Microsoft, İsrail’in Gazze’deki askeri operasyonlarına sağladığı yapay zeka ve bulut bilişim desteği nedeniyle çalışanlarının büyüyen tepkisiyle karşı karşıya. Şirket içinde artan protestolar, büyük bir kırılma noktasına doğru ilerliyor.
Yıldönümü Etkinliğinde Protestolar
4 Nisan’da Microsoft’un 50. yıl kutlamalarında yaşanan olaylar, şirket içindeki huzursuzluğun açık bir göstergesi oldu.
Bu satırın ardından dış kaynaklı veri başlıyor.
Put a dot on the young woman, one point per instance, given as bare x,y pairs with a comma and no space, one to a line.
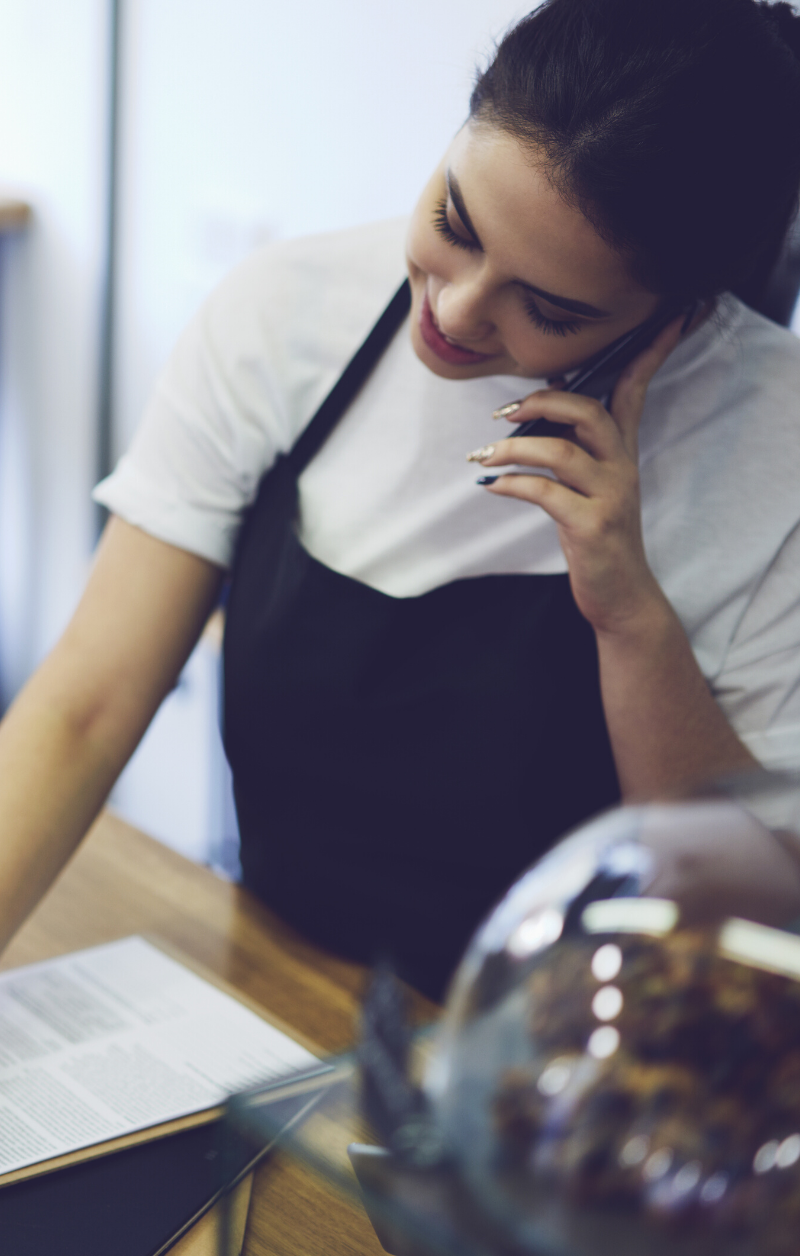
428,681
AI yöneticisi Mustafa Suleyman‘ın konuşması, çalışanlar Ibtihal Aboussad ve Vaniya Agrawal tarafından kesildi. İkili, birkaç gün içinde işten çıkarıldı. Daha önce, 20 Mart’ta Brad Smith ve eski CEO Steve Ballmer da Seattle’daki bir etkinlikte protesto edilmişti.
Protestocular, salonun duvarına “Microsoft powers genocide” (Microsoft soykırımı destekliyor) yazısını yansıtarak, şirketin İsrail ordusuna sunduğu teknolojik destekle ilgili tepkilerini gözler önüne serdi.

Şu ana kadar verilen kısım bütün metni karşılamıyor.